Re: Scrub / SnapTrim IO Prioritization and Latency

Dan van der Ster <daniel.vanderster@xxxxxxx> · Thu, 30 Oct 2014 20:22:23 +0000

Hi Sam,

October 30 2014 8:30 PM, "Samuel Just" <sam.just@xxxxxxxxxxx> wrote: 
> 1. Recovery is trickier, we probably aren't marking them with a
> sufficiently high cost. Also, a bunch of the recovery cost
> (particularly primary-side backfill scans and pushes) happens in the
> recovery_tp (something that this design would fix) rather than in the
> OpWQ.
> 
> 2. The OpWq does have a separate queue for each priority level. For
> priorities above 63, the queues are strict -- we always process
> higher queues until empty. For queues 1-63, we try to weight by
> priority. I could add a "background" queue (<0?) concept which only
> runs when above queues are empty, but I worry about deferring scrub
> and snap trimming for too long.
> 

Is there something preventing me from setting osd_client_op_priority to 64 -- for a test? That would more or less simulate the existence of a background queue, right? (I mean, if I could make client ops use enqueue_strict that might help with recovery transparency...)

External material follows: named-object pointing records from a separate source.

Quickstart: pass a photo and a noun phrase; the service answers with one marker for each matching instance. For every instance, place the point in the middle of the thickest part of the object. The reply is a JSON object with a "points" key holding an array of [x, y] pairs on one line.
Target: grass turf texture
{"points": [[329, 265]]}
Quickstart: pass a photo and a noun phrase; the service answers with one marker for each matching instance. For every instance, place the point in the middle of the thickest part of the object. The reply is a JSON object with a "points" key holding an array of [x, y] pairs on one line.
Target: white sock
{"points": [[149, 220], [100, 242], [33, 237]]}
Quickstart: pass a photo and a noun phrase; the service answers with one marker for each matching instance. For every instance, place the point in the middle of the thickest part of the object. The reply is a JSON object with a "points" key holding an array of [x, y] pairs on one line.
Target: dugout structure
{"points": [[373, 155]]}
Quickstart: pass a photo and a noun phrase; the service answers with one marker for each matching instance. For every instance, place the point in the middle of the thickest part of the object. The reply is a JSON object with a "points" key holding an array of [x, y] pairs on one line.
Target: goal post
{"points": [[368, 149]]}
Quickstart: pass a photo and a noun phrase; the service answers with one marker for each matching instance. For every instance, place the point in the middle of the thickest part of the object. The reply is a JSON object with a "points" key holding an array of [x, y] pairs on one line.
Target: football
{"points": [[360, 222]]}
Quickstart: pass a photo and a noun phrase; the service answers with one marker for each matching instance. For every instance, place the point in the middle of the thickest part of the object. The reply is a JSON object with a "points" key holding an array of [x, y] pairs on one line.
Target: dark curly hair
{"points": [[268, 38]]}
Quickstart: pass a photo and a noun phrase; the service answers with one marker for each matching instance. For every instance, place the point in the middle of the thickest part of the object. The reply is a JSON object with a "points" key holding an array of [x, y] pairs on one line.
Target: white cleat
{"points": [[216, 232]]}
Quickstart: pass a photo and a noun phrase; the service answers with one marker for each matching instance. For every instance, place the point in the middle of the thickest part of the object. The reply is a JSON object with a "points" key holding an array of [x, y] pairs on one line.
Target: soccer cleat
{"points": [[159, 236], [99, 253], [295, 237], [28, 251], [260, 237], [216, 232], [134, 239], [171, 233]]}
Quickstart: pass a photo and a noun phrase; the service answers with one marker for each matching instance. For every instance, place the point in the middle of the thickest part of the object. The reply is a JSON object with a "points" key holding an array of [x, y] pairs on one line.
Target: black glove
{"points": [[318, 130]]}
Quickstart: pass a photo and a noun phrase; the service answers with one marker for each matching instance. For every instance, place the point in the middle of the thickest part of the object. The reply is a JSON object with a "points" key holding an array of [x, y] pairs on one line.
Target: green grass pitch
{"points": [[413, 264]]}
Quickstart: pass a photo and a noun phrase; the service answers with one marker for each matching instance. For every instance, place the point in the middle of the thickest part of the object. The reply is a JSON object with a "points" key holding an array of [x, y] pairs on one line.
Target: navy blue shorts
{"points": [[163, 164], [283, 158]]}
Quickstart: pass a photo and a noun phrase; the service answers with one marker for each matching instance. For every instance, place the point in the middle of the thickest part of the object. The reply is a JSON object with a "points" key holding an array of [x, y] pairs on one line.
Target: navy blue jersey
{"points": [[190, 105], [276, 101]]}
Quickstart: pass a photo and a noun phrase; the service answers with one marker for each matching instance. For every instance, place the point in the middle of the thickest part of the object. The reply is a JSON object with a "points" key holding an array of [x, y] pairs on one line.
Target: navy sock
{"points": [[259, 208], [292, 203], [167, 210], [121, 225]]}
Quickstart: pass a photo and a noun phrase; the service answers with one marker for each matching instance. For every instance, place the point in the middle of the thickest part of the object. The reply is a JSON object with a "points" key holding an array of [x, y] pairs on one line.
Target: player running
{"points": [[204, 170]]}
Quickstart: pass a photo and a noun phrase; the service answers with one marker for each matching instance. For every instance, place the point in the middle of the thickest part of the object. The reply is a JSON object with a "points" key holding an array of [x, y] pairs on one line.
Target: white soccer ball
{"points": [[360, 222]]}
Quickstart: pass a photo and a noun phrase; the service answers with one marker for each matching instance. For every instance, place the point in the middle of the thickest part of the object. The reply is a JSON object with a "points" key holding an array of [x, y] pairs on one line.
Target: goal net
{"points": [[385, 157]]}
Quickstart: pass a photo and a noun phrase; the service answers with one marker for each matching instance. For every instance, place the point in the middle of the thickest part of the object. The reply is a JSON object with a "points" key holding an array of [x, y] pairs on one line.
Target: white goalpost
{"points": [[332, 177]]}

> 3. The whole pg lock is necessary basically because ops are ordered on
> a pg basis.
> 
> 4. For a non-saturated cluster, the client IO queue (63) will tend to
> have the max number of tokens when an IO comes in, and that IO will
> tend to be processed immediately. 

Meaning Ceph will dispatch it immediately -- sure. I'm more worried about IOs ongoing or queued in the kernel.

> I was mentioning that as a worst
> case scenario. Scrub already won't even start on a pg unless the OSD
> is relatively unloaded.

In our case, scrub always waits until the max interval expires. So there is always load, yet always enough IOPS left to get the scrub done transparently.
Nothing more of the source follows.